В тот раз транслировали «Принцессу Турандот». Боря закончил уборку к концу первого действия, но остался и дослушал пьесу до конца. Потом отец спросил, кто из артистов понравился ему больше всего.

– Ведущий, – ответил Боря, – мне кажется, он много импровизировал.

– Да, – согласился Яков Семёнович, – но все эти импровизации хорошо отрепетированы.

– Откуда ты знаешь?

– Я так думаю. В этом и заключается мастерство артиста. Он должен внушить зрителю, что действие развивается перед его глазами.

– Папа, пойдём с тобой в театр!

– Этот театр находится в Москве.

– Но ведь у нас тоже есть.

– Хорошо, обязательно пойдём, а пока ты можешь слушать постановки по радио.

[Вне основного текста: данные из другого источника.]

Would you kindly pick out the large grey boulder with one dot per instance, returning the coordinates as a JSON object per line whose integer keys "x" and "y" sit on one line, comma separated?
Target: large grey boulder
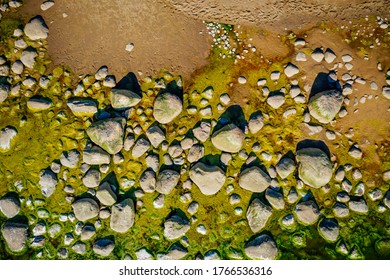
{"x": 209, "y": 179}
{"x": 85, "y": 209}
{"x": 82, "y": 106}
{"x": 7, "y": 134}
{"x": 175, "y": 227}
{"x": 307, "y": 212}
{"x": 167, "y": 107}
{"x": 15, "y": 235}
{"x": 229, "y": 138}
{"x": 9, "y": 206}
{"x": 108, "y": 134}
{"x": 314, "y": 167}
{"x": 122, "y": 216}
{"x": 167, "y": 180}
{"x": 258, "y": 215}
{"x": 36, "y": 29}
{"x": 262, "y": 247}
{"x": 48, "y": 182}
{"x": 254, "y": 179}
{"x": 325, "y": 105}
{"x": 123, "y": 98}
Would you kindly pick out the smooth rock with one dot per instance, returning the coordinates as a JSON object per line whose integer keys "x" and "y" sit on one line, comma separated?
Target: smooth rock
{"x": 325, "y": 105}
{"x": 108, "y": 134}
{"x": 82, "y": 107}
{"x": 276, "y": 100}
{"x": 95, "y": 156}
{"x": 202, "y": 132}
{"x": 256, "y": 122}
{"x": 70, "y": 159}
{"x": 85, "y": 209}
{"x": 39, "y": 103}
{"x": 15, "y": 235}
{"x": 147, "y": 181}
{"x": 258, "y": 214}
{"x": 329, "y": 229}
{"x": 314, "y": 167}
{"x": 209, "y": 179}
{"x": 175, "y": 227}
{"x": 307, "y": 212}
{"x": 285, "y": 167}
{"x": 167, "y": 107}
{"x": 123, "y": 98}
{"x": 9, "y": 206}
{"x": 167, "y": 180}
{"x": 92, "y": 178}
{"x": 106, "y": 195}
{"x": 103, "y": 247}
{"x": 262, "y": 247}
{"x": 7, "y": 135}
{"x": 48, "y": 182}
{"x": 254, "y": 179}
{"x": 229, "y": 138}
{"x": 122, "y": 216}
{"x": 155, "y": 135}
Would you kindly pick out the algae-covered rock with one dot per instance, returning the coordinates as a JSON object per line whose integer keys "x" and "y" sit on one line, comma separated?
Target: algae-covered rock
{"x": 108, "y": 134}
{"x": 307, "y": 212}
{"x": 167, "y": 180}
{"x": 254, "y": 179}
{"x": 176, "y": 226}
{"x": 229, "y": 138}
{"x": 7, "y": 136}
{"x": 325, "y": 105}
{"x": 15, "y": 235}
{"x": 103, "y": 247}
{"x": 314, "y": 167}
{"x": 262, "y": 247}
{"x": 258, "y": 215}
{"x": 167, "y": 107}
{"x": 9, "y": 206}
{"x": 85, "y": 209}
{"x": 48, "y": 182}
{"x": 209, "y": 179}
{"x": 82, "y": 106}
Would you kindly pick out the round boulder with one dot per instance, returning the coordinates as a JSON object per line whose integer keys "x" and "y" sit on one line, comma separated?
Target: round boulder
{"x": 314, "y": 168}
{"x": 209, "y": 179}
{"x": 324, "y": 105}
{"x": 228, "y": 139}
{"x": 254, "y": 179}
{"x": 85, "y": 209}
{"x": 262, "y": 247}
{"x": 108, "y": 134}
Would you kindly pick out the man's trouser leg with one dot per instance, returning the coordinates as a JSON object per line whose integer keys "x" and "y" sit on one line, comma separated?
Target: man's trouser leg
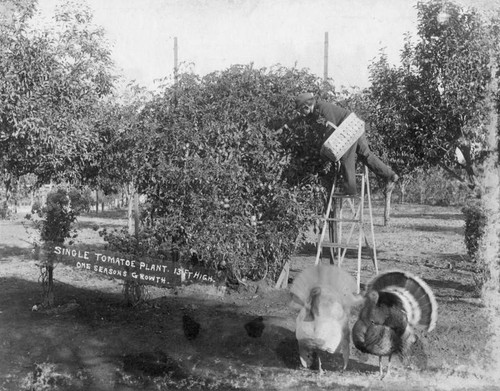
{"x": 348, "y": 169}
{"x": 375, "y": 165}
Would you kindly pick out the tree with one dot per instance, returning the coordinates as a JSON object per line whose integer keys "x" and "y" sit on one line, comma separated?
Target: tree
{"x": 51, "y": 80}
{"x": 435, "y": 100}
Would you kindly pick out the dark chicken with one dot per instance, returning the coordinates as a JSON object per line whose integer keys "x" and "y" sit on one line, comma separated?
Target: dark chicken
{"x": 255, "y": 327}
{"x": 395, "y": 304}
{"x": 190, "y": 326}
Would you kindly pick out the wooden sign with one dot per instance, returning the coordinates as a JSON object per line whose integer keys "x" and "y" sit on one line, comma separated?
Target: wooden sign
{"x": 145, "y": 271}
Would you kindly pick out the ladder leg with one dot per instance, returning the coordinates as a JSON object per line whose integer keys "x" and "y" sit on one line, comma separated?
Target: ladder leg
{"x": 361, "y": 232}
{"x": 374, "y": 246}
{"x": 325, "y": 223}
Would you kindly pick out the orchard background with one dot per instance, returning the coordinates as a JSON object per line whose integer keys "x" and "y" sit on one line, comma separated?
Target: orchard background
{"x": 204, "y": 169}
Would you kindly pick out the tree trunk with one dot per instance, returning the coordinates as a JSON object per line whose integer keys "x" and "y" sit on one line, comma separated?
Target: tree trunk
{"x": 490, "y": 246}
{"x": 48, "y": 279}
{"x": 387, "y": 209}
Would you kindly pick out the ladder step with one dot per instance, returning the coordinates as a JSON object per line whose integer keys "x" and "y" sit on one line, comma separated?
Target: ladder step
{"x": 337, "y": 245}
{"x": 344, "y": 220}
{"x": 341, "y": 195}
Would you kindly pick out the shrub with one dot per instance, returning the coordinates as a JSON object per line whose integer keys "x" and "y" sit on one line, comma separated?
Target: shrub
{"x": 80, "y": 200}
{"x": 435, "y": 187}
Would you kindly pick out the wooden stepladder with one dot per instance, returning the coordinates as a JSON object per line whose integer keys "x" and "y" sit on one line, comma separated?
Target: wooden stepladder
{"x": 337, "y": 219}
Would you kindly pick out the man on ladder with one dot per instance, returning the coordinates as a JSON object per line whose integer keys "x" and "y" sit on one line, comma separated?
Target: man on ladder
{"x": 308, "y": 106}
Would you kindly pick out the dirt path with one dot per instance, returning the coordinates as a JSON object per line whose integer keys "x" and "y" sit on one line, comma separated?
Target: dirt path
{"x": 94, "y": 342}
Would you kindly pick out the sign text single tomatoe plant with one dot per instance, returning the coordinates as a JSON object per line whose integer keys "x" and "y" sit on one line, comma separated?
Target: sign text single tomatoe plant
{"x": 145, "y": 271}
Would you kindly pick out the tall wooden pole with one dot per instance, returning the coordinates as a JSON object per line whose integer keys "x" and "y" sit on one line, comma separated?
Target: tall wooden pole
{"x": 176, "y": 65}
{"x": 325, "y": 74}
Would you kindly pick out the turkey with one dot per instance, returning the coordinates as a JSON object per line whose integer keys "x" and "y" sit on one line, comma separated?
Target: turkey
{"x": 325, "y": 296}
{"x": 395, "y": 304}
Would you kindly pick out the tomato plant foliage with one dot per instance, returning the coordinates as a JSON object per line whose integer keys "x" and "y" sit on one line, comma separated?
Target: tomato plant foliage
{"x": 222, "y": 181}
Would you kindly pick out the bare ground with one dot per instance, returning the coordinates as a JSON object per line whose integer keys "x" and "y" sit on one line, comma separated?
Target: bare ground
{"x": 93, "y": 341}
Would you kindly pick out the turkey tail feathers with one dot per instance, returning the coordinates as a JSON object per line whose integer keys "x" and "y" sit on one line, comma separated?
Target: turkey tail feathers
{"x": 415, "y": 295}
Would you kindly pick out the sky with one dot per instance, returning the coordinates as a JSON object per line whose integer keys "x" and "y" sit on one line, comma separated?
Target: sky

Хотя доставать билеты и ездить на представления Якову Семёновичу было физически тяжело, он вскоре повёз сына в театр. Боре там не понравилось: костюмы артистов показались заношенными, а декорации невзрачными. Чтобы у него не пропал интерес, отец стал внимательно следить за программой передач, напоминая, когда будет следующая трансляция. Постепенно Боря привык слушать «Театр у микрофона» и обсуждать постановки с отцом. Иногда к ним присоединялась и Софья Борисовна. Делать это она могла очень редко, потому что кроме поликлиники работала ещё на «Скорой», но если была дома, то обязательно принимала участие в разговоре. Для них это стало почти такой же традицией, как семейный обед.

Драка в школе

В самом конце последней четверти в классе появился новый ученик – Володя Рощин. Он быстро подружился с Лёней Сметаниным, и они стали называть друг друга Лёнчик и Вовчик. Оба были второгодниками, гораздо здоровее своих одноклассников и вели себя как хозяева. Девушек они не трогали, но ребят задирали при каждом удобном случае. Главной их мишенью стал Боря. Он не отвечал на их обидные реплики и старался избегать встреч с ними, но они хотели продемонстрировать свою силу, и однажды Рощин преградил ему путь.

– Я слышал, что ты сечёшь в математике, – сказал он.

– Секу, – ответил Боря.

– И домашнее задание, небось, сделал?

– Сделал.

– Дай списать.

Боря, наверное, и дал бы, если бы Рощин попросил его другим тоном, но теперь, когда на них смотрели одноклассники, он отрицательно покачал головой.

– Чего головой мотаешь?!

– Сам делай.

– Что? – сказал Вовчик и схватил его за ухо. В этот момент вошёл преподаватель, и Рощин нехотя отпустил свою жертву, но с этого дня жизнь Бори стала невыносимой. Другие ученики были рады, что задирают не их, и делали вид, что не замечают Бориных мучений. Вовчик же не упускал ни одной возможности ущипнуть Борю, дёрнуть его за волосы или пнуть локтем в бок. Иногда то же самое проделывал Лёнчик. Они не торопились к своей жертве, зная, что она от них никуда не уйдёт. Не на этой перемене, так на следующей, не в школе, так после уроков, не сегодня, так завтра, но свою порцию он всё равно получит.